De la question de l’inceste
Prenant la parole, Antoine Sebego estime, que toute vie humaine est sacrée même si l’inceste est considéré comme un péché. « Nous pensons qu’on peut permettre à l’enfant de naître. Quitte maintenant, à trouver une famille d’adoption pour l’enfant pour lui donner aussi une chance parce qu’avorter, c’est une vie qu’on a enlevée. Donnons la chance à l’enfant il peut être utile pour la société », a-t-il exhorté.
A écouter Baloum Naaba, quand un père, un cousin, un oncle ou un proche enceinte la fille, l’inceste, qui va prendre l’enfant en charge ? « L’État autorise quelle avorte. Mais, ne l’oblige pas à le faire si elle veut garder l’enfant », a-t-il relevé.
Et le viol
De l’avis de Antoine Sebego, les viols sont des cas malheureux qui arrivent.
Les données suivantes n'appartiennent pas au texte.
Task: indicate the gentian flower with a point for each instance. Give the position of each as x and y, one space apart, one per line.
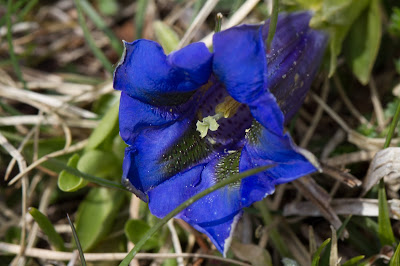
193 118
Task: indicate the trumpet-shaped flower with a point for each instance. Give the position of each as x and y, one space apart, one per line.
192 118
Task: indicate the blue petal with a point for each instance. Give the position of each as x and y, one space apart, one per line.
136 116
147 74
240 63
144 165
215 214
293 60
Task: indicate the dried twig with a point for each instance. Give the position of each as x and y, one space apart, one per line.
76 147
317 116
238 17
65 256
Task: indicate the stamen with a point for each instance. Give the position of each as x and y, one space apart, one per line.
228 107
208 123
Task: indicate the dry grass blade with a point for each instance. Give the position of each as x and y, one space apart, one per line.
238 17
42 101
347 206
317 117
350 158
175 242
22 167
65 256
319 198
341 175
386 164
198 21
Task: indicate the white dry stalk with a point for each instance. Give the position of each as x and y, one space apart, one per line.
386 164
46 120
236 18
22 166
353 110
380 118
345 206
66 256
349 158
363 142
38 100
197 22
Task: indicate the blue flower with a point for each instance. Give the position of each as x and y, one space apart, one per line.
193 118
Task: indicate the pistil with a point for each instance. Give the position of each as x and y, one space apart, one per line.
226 109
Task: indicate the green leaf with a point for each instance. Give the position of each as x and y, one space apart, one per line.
386 236
310 4
101 164
68 182
337 16
363 42
136 229
96 215
353 261
317 255
107 126
77 242
167 37
395 260
44 223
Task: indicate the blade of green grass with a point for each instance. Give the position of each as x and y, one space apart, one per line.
54 238
386 236
101 25
100 181
185 204
78 244
395 260
139 17
89 39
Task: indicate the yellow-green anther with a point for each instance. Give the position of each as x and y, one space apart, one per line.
208 123
228 107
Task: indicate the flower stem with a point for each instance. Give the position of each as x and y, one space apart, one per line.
385 229
218 22
272 24
184 205
392 126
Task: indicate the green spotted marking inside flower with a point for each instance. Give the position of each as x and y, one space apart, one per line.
252 134
228 166
189 150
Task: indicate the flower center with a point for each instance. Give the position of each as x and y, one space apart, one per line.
226 109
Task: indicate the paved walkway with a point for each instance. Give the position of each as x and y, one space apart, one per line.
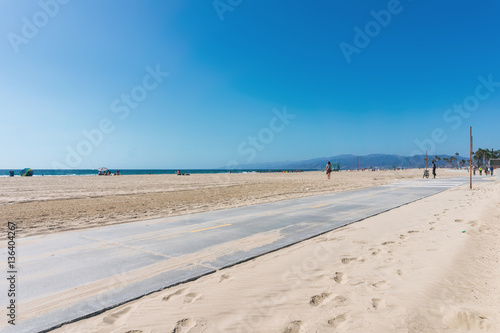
66 276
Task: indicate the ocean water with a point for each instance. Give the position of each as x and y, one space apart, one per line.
94 172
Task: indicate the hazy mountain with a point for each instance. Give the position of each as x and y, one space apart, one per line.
380 161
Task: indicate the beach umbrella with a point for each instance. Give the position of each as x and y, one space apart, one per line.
27 172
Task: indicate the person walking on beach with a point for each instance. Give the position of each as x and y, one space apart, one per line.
328 169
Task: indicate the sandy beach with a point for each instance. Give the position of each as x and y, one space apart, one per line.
430 266
41 205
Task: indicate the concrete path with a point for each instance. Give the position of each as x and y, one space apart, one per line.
67 276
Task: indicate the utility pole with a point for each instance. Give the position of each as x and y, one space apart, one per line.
470 159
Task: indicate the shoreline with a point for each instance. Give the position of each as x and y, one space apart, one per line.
53 204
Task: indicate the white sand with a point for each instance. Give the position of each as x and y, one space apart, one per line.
412 269
42 205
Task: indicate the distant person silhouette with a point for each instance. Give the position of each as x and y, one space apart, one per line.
328 169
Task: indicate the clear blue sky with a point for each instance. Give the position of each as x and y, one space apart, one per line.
68 68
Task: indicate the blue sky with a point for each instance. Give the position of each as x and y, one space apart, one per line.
69 68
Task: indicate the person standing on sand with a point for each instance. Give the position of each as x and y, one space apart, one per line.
328 169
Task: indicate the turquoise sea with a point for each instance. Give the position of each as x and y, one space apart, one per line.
93 172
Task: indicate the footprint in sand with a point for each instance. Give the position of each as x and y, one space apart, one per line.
317 300
337 321
191 298
339 300
377 303
225 277
339 277
112 318
187 325
348 260
293 327
472 223
356 281
379 284
177 293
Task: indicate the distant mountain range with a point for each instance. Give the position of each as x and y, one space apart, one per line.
349 162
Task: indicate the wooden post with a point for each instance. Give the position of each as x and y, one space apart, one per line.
470 159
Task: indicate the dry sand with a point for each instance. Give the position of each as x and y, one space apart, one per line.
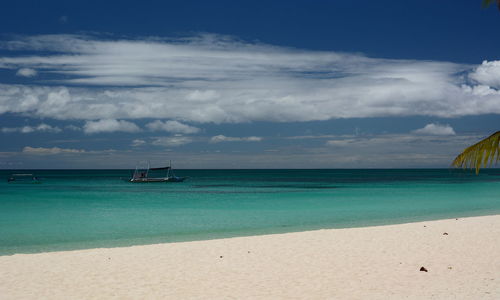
358 263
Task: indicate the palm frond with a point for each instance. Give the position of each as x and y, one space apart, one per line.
487 3
482 154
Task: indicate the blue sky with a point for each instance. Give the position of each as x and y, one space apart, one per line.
246 84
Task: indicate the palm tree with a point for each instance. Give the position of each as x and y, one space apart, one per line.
482 154
487 3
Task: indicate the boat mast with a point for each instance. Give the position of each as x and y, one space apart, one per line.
169 168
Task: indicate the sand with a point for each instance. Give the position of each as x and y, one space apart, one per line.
357 263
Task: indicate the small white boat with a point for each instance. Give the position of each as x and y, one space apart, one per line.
23 178
144 175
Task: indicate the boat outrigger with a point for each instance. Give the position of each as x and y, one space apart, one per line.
143 175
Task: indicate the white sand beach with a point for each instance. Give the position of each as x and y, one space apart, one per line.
358 263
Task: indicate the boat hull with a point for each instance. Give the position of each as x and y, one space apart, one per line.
152 180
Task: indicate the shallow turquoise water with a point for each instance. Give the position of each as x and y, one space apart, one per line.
75 209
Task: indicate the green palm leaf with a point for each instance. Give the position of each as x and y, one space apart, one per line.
481 154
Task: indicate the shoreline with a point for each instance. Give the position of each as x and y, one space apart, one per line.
125 243
376 262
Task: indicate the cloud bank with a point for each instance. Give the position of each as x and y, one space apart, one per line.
216 79
109 125
223 138
29 129
435 129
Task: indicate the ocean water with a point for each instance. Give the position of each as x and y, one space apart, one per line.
78 209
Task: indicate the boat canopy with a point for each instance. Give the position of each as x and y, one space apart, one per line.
159 169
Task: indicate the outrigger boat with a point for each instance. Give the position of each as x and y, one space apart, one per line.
23 178
143 175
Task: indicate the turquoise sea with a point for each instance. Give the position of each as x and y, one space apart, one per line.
77 209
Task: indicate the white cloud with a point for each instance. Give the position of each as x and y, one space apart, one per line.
109 125
223 138
172 126
138 142
28 129
488 73
212 78
26 72
435 129
50 151
172 141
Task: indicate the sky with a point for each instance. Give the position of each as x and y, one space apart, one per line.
246 84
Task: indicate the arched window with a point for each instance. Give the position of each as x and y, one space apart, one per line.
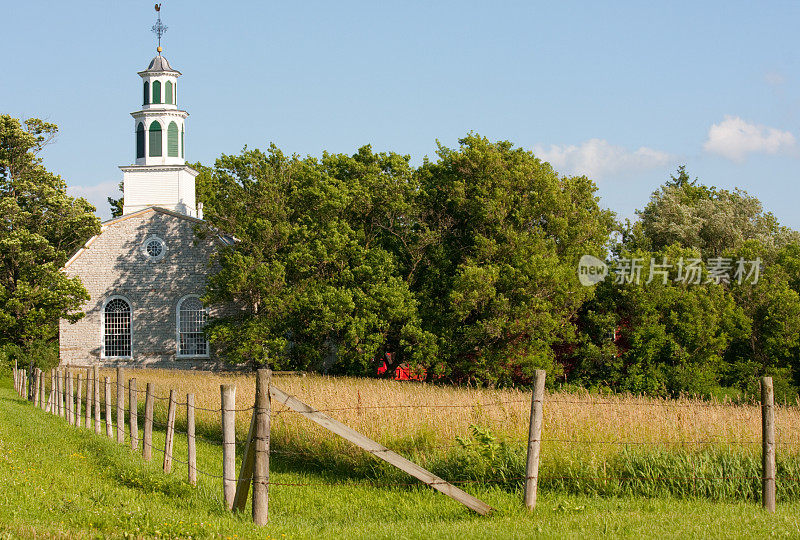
155 139
140 141
191 320
156 92
117 328
172 140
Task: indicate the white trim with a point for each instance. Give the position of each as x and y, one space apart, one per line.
103 328
158 257
178 330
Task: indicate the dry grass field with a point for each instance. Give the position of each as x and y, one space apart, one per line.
432 416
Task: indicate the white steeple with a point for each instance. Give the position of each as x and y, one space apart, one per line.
160 176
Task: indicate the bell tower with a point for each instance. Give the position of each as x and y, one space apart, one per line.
159 175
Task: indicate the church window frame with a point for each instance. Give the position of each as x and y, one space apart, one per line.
191 316
172 139
120 324
156 92
154 248
140 138
155 138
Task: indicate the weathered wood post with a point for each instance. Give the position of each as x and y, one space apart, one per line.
768 444
173 403
42 392
109 430
534 440
60 393
89 393
147 441
51 402
228 399
96 389
190 441
70 404
262 413
133 405
120 405
78 402
36 381
246 470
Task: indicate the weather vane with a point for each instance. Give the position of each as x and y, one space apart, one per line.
159 29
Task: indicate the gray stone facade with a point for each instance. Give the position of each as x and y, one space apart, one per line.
114 264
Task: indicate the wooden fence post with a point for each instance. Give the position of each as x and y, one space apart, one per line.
228 399
173 402
59 392
109 430
120 406
768 444
78 401
261 413
534 440
36 379
51 402
42 392
70 404
89 393
147 442
63 381
133 406
246 470
190 441
96 389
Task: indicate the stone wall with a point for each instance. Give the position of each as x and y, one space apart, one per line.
114 264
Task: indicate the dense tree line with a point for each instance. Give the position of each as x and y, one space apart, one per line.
464 266
40 228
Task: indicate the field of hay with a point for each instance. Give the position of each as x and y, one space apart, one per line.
601 445
391 411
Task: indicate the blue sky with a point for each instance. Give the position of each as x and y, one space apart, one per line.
622 92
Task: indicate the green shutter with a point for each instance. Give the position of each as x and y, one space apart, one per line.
140 141
172 139
156 92
155 139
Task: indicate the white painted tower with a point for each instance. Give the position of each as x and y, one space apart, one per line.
160 176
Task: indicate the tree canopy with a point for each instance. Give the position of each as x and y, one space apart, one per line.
41 227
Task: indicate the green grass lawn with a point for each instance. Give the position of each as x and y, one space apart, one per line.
65 482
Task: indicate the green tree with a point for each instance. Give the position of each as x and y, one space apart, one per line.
310 271
117 204
712 220
42 227
499 285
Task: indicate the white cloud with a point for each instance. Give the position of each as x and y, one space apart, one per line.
97 195
597 158
735 138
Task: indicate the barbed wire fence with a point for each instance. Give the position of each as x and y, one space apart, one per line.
67 400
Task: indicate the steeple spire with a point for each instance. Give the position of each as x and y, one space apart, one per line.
159 29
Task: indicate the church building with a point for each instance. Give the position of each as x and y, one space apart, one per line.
146 270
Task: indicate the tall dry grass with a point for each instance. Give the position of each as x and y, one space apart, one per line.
610 445
391 411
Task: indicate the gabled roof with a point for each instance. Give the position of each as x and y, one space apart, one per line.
227 240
Procéder à un avortement est contraire à ce que la religion enseigne. Donc, ces cas, on peut les gérer au même titre que l’inceste, permettre à l’enfant de naître.
Ces 72h de formation ont permis d’avoir une connaissance sur la loi que les autorités du pays ont voté en lien avec la santé sexuelle et reproductive. Elles permettront aussi de pouvoir véhiculer le message à la base pour que les différentes communautés prennent conscience qu’au Burkina Faso, il y a une loi en faveur du bien-être de la femme.